NEW YORK (Forex News Now) – Recently in the world of currency market trading, there have been few pairs that have been as one-sided as the U.S. Dollar / Japanese yen pair. It has simply been a one-way trade: Sell the dollar, buy the Yen, and collect your profits.
With the trend clearly down, any attempt to buy this pair is certainly folly until a nice trend line break. Currency market trading is well known to be trend-driven, and the long-term trend must be acknowledged. On a pair that has behaved like this, it means a weekly trend line is preferred, as daily trend lines are only somewhat significant, and can simply be pullbacks.
With the Japanese intervention recently, to trade this pair has been somewhat dicey, and it took real determination to do so on the short side, but it has been the correct play. With the pair hovering within 100 pips of its all-time low, there will certainly be some “bottom feeders” and “value traders” willing to step in and make a stand by buying the dollar in currency market trading. However, any attempt to rally this pair should be seen as a chance to look for more shorts until the weekly trend line is broken through.
As you can see from the attached chart, there are a couple of weekly trend lines to get through, and an area around the 85 handle that should provide significant resistance to this pair. It is entirely possible that the pressure in this pair could let up for a while, as traders take profits just above the all-time low. Quite often you will see a move like this before the market “winds up” for another attempt. Also of note, the 80 handle is just below, and that could be weighing on traders’ minds.
The fear of Japanese intervention is subsiding recently, as it has been announced that various central banks are also buying Yen, and not just traders.
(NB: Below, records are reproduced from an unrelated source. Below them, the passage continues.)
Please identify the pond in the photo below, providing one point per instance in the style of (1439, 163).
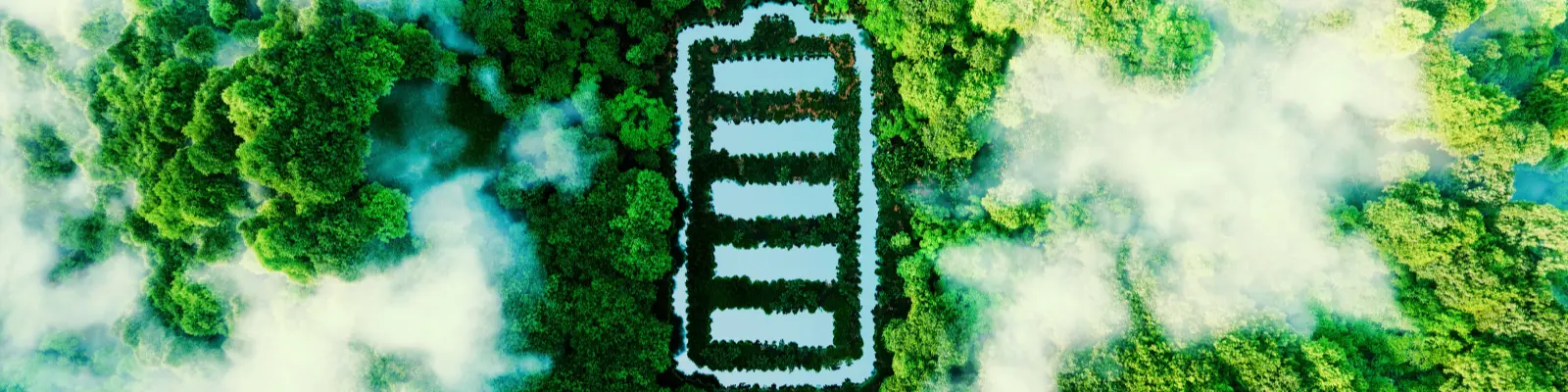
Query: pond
(805, 328)
(796, 200)
(772, 74)
(757, 200)
(1534, 184)
(762, 138)
(775, 264)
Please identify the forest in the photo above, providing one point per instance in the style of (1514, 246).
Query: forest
(193, 133)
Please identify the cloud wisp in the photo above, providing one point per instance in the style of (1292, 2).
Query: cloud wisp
(1228, 184)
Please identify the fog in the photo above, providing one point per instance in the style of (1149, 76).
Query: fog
(438, 313)
(1225, 184)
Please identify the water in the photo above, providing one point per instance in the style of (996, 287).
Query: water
(762, 138)
(757, 201)
(858, 368)
(807, 328)
(1536, 185)
(770, 74)
(776, 264)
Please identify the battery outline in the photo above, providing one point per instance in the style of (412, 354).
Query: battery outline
(855, 368)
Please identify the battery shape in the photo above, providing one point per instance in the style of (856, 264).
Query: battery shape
(775, 161)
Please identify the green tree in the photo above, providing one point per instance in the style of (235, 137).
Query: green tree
(642, 122)
(645, 245)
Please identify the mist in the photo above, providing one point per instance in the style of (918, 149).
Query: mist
(441, 306)
(1227, 185)
(438, 316)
Of note would be the Swiss, Chinese, and Koreans. Because of this, the Japanese are pretty much on their own in efforts to weaken the Yen, and as such, will more than likely have to resort to other alternatives. This will bode well for long-term shorts of the USD/JPY pair.
It should be noted however, that FX trends tend to last for roughly 3 years. Right about as long as this one has. Smart money is on a form of consolidation, with a downside bias.